About the Water Services Reform
Water services – including drinking water, wastewater, and stormwater – are currently managed by 67 councils across New Zealand. The Government’s Water Services Reform programme is creating regional entities to manage these water services.
The previously-planned four Water Services Entities (WSE) will now become 10 WSEs. These 10 new WSEs will be based around already existing regional council groupings.
Taupo District Council is now grouped with eight other district councils and Hamilton City Council in the geographic boundary of the Waikato Regional Council. The other district councils are Waikato, Waipā, Thames-Coromandel, Matamata-Piako, Hauraki, Ōtorohanga, South Waikato and Waitomo.
All legislation for Water Services Reform now law
The final three bills of the Water Services Reform’s suite of legislation (four in total) passed through Parliament in August 2023. This means all bills relating to reforming three waters services across New Zealand are now law and the legal mandate to transition three waters services from Councils to Water Services Entities is established.
To learn more about the reform visit the Water Services Reform website.
Why is reform needed?
Developing, operating and maintaining Three Water services is expensive and local authorities are limited by how much they can borrow. This has meant that funding large upgrades in water supply, wastewater, or stormwater can result in significant increases to local authority rates, which councils are often reluctant to do.
The resulting under-investment has meant that, across New Zealand, the Government estimates a further $120 billion to $185 billion is needed in three waters infrastructure over the next 30 years, over and above that which is already planned for. Some change is needed to enable this investment to be funded.

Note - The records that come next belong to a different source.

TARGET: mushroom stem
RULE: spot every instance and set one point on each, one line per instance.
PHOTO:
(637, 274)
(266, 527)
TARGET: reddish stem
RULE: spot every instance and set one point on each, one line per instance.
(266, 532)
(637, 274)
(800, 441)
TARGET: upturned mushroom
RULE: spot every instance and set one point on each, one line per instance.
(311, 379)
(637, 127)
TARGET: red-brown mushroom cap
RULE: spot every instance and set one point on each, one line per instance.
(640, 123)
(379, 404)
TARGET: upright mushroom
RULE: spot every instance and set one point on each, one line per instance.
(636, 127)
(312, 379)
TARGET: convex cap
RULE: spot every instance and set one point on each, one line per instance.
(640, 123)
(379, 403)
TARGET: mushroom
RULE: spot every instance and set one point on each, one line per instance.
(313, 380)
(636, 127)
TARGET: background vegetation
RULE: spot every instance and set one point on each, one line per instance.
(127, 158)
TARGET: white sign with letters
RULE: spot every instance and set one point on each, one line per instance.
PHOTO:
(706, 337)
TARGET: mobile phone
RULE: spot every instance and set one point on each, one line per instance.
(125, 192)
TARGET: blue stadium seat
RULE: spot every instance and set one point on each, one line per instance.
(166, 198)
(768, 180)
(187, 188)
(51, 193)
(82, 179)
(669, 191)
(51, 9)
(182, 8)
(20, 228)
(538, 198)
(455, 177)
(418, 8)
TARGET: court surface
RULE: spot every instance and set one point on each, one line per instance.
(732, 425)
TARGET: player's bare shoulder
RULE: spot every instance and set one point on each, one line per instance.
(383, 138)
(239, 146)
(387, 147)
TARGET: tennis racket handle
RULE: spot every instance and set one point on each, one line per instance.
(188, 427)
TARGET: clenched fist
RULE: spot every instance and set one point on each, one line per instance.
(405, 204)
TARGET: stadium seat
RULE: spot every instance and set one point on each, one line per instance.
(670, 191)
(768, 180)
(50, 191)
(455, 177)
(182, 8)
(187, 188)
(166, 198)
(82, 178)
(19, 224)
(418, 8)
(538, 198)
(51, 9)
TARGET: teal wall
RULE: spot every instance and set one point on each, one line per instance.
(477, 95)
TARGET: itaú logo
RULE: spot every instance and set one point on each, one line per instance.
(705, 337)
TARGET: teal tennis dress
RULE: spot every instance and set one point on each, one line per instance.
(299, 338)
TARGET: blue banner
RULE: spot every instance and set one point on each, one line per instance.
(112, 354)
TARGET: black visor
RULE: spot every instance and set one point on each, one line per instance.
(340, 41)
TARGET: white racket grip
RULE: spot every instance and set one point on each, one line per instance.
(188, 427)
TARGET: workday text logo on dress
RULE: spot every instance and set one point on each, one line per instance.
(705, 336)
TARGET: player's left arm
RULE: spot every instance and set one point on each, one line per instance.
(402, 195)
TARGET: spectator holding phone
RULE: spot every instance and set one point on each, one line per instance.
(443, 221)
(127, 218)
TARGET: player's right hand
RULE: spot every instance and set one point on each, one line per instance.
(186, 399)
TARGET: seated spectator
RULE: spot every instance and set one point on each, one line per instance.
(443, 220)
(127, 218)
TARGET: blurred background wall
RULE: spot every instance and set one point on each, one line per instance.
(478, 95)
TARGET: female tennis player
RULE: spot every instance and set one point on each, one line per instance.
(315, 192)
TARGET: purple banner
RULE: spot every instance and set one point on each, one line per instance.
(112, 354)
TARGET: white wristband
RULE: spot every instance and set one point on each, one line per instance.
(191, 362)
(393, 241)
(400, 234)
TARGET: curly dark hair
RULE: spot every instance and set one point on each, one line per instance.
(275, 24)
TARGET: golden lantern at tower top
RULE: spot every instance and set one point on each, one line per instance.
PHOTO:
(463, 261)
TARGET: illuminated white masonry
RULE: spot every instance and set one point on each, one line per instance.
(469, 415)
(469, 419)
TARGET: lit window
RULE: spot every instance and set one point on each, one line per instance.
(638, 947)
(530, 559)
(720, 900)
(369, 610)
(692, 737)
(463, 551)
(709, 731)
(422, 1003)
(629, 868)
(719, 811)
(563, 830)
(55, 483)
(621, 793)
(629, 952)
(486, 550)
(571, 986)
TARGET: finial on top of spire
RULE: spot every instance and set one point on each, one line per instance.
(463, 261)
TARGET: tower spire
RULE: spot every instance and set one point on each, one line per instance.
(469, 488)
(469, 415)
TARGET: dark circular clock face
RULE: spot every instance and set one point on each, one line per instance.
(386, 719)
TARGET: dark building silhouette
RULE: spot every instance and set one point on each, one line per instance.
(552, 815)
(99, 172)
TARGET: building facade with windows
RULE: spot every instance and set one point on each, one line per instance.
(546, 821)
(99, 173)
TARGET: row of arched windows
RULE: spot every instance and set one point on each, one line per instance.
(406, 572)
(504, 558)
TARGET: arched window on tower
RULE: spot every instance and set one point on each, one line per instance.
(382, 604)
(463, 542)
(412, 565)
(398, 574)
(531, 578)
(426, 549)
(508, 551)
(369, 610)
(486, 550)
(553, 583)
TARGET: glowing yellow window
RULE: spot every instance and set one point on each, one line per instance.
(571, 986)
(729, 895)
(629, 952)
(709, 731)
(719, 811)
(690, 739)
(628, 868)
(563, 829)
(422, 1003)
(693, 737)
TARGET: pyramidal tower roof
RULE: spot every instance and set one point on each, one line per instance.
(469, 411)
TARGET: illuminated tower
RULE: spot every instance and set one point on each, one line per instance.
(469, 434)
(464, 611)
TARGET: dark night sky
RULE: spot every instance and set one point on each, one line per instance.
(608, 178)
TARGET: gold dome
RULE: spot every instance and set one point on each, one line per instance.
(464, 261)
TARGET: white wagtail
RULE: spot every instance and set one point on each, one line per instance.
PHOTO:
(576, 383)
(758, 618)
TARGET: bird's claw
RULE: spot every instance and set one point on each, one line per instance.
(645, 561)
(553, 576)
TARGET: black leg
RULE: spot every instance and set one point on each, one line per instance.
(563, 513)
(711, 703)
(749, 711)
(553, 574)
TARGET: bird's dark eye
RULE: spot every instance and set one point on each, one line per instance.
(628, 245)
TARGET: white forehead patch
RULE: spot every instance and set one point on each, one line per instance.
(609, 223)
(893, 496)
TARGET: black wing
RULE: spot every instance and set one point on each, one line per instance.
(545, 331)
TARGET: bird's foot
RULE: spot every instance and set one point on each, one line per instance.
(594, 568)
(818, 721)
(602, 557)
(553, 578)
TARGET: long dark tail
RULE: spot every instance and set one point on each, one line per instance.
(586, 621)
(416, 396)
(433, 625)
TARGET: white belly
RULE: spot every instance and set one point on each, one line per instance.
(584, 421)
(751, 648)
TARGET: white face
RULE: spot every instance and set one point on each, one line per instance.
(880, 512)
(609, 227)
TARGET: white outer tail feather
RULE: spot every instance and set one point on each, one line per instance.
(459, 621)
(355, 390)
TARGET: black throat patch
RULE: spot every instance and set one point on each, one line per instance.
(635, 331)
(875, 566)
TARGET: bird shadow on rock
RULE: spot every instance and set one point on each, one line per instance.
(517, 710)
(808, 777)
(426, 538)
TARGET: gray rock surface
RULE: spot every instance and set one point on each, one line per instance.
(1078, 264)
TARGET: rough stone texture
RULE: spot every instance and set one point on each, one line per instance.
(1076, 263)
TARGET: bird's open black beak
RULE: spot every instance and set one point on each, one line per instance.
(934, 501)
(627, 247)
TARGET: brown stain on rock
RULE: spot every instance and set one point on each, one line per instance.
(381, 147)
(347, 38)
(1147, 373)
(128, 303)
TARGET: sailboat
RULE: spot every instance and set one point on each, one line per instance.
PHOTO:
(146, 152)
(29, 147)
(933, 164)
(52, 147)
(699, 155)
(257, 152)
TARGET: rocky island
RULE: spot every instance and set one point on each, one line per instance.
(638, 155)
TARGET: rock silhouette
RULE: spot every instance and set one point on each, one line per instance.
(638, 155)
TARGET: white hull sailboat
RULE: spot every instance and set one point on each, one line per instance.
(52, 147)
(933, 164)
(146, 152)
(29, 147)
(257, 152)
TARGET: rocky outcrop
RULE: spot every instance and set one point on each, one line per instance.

The Government's stated objectives for reform
The Government has set out four key outcomes of the Three Waters Reform:
- safe, reliable drinking water
- better environmental performance of wastewater and stormwater services
- efficient, sustainable, resilient and accountable multi-regional water and sewage services
- making it affordable for future generations.
Taupō District Council shares the above objectives, however it does not agree with the way the Government is progressing reform without hearing its communities' voice, or the reform model being proposed.
We recognise and support the need for iwi/Māori to work alongside council to ensure that any reform doesn’t adversely impact existing rights and interests. We also see value in the perspective tangata whenua can offer as the reforms unfold.
A partnership brings the opportunity to incorporate the value of mātauranga Māori (Māori knowledge) to facilitate the best outcomes for New Zealand communities. The reform provides an opportunity to start this process side-by-side.
The reform is aimed at delivering the outcomes of Te Mana o te Wai, a set of principles co-designed with iwi/Māori to lift the water quality of our streams, rivers and lakes.
Transitioning to the new entities
The Department of Internal Affairs (DIA) has established a National Transition Unit (NTU) to focus on the practical implementation of the reforms. This unit will work with the local government sector, iwi, water industry and other stakeholders to transition to the new arrangements.
We are participating with transition discussions to seek the best outcomes for the Taupō District.